Important implementation note: The GlobalConfig.name_threshold field defaults to 0.85 (the schema default), not None. The orchestrator detects whether the user explicitly overrode this value by comparing against the GlobalConfig() default. If not explicitly set, the fuzzy profile's threshold is used. If you change GlobalConfig defaults, update Xmldev.validate_and_fix accordingly.


xmldev/parser.py

What it does: Turns a string or bytes into an lxml _Element tree.

Key functions:

  • tolerant_parse(xml) — returns a ParseResult(root, recovered, parse_errors). First tries a strict parse. On failure, retries with lxml.etree.XMLParser(recover=True). If recovery also fails or returns an empty tree, raises ParseError (code XM02).

  • canonicalize(root) — modifies the tree in-place. Strips insignificant whitespace from text and tail nodes. Does NOT remove intentional whitespace in text content — only leading/trailing whitespace is stripped. Returns the root for chaining.

  • xpath_path(elem, doc_root) — generates an XPath-style path string like /person[1]/name[1]. Used in patch records and violation messages. The path is position-indexed to be unambiguous even when siblings share a tag name.

  • _local_name(tag) — strips namespace prefix from {uri}localname format. Used throughout the codebase wherever a tag name needs to be compared to a schema name.

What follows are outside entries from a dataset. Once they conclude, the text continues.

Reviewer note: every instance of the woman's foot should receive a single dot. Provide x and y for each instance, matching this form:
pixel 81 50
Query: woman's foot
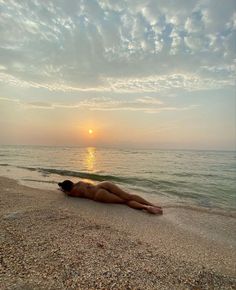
pixel 154 210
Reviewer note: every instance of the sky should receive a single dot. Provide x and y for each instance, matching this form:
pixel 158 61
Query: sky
pixel 138 73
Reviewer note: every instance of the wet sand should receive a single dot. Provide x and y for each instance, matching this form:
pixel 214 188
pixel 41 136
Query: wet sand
pixel 51 241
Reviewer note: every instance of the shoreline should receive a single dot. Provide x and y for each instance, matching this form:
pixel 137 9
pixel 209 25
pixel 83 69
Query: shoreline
pixel 53 241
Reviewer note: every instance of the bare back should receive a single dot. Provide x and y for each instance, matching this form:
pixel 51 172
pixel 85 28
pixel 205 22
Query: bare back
pixel 83 189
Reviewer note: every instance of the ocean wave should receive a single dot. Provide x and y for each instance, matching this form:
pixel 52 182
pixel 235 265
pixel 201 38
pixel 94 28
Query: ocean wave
pixel 189 174
pixel 142 182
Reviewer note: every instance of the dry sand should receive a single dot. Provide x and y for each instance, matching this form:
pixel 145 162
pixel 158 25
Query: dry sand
pixel 51 241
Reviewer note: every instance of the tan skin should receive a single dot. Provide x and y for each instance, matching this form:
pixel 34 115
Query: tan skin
pixel 108 192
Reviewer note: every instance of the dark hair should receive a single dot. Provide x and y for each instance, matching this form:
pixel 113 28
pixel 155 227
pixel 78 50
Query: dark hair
pixel 66 185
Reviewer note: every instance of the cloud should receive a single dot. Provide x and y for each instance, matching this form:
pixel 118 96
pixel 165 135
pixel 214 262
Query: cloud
pixel 145 104
pixel 114 45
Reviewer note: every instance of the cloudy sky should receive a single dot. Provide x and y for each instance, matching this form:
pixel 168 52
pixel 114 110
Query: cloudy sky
pixel 143 73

Parser recovery behavior: lxml's recovery mode does NOT guarantee a valid tree. It makes a best effort. The recovered flag in ParseResult indicates that recovery was used. The HeuristicRepairer looks at this flag to decide whether additional structural reconstruction is needed.


xmldev/validator.py

What it does: Walks the parsed XML tree and produces a list of Violation objects. Does NOT modify the tree.

Key classes:

  • Violation — a dataclass with code, path, element (lxml element reference), message, and extra dict.

  • Validator(schema).validate(root) — entry point. Returns list[Violation].

Violation codes:

Code Meaning
UNKNOWN_TAG Element not in schema and not an alias of any schema element
MISSING_REQUIRED min_occurs > 0 and element not present (alias-aware count)
TOO_MANY more occurrences than max_occurs
UNKNOWN_ATTR Attribute not in schema
MISSING_REQUIRED_ATTR Required attribute absent and not an alias of a present attr
TEXT_TYPE_ERROR Leaf text content fails type validation
ATTR_TYPE_ERROR Attribute value fails type validation
WRONG_ORDER Children appear in wrong order when order_enforced is true
CONDITIONAL_RULE_FAILED A conditional_rule expression evaluated to False
CUSTOM_VALIDATOR_FAILED Custom validator returned an error string
CUSTOM_VALIDATOR_ERROR Custom validator raised an exception

Alias-aware cardinality counting: When a child element appears under an alias name (e.g., <fullname> for a field defined as name with alias fullname), the validator counts it toward the canonical name's cardinality. This means <fullname> satisfies min_occurs: 1 for name. The actual renormalization (tag rename) happens in the repair pre-pass, not in the validator.

Order checking: Only fires a WRONG_ORDER violation when order_enforced: true is set on the parent element. The check filters the expected order list to only include names actually present in the document, then compares order with what was found.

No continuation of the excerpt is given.